ASE2020
CCGraph: a PDG-based code clone detector with approximate graph matching
Yue Zou, Bihuan Ban, Yinxing Xue, Yun Xu
46 citations
Abstract
The software clone detection is an active research area, which is very important for software maintenance, bug detection etc. The two pieces of cloned code reflect some similarities or equivalents in the syntax or structure of the code representations. There are many representations of code like AST, token, PDG etc. The PDG (Program Dependency Graph) of source code can contain both syntactic and structural information. However, most existing PDGbased tools are quite time-consuming and miss many clones because they detect code clones with exact graph matching by using subgraph isomorphism.
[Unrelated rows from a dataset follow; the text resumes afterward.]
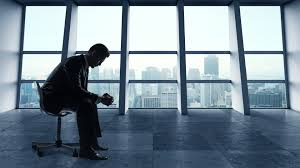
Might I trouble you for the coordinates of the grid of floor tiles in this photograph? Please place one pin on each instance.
(161, 138)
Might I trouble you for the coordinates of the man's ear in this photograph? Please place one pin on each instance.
(93, 53)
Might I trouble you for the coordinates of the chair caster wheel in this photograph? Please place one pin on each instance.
(33, 147)
(39, 153)
(75, 153)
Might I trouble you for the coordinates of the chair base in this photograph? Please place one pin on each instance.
(38, 146)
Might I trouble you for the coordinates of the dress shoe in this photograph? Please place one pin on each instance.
(98, 147)
(91, 154)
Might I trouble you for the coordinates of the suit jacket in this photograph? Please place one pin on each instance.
(67, 81)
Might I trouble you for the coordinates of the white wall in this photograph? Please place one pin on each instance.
(10, 31)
In this paper, we propose a novel PDG-based code clone detector, CCGraph, that uses graph kernels. Firstly, we normalize the structure of PDGs and design a two-stage filtering strategy by measuring the characteristic vectors of codes. Then we detect the code clones by using approximate graph matching algorithm based on the reforming WL (Weisfeiler-Lehman) graph kernel. Experiment results show that CCGraph retains a high accuracy, has both better recall and F1-score values, and detects more semantic clones than other two related state-of-the-art tools. Besides, CCGraph is much more efficient than the existing PDG-based tools. CCS CONCEPTS • Software and its engineering → Software maintenance tools.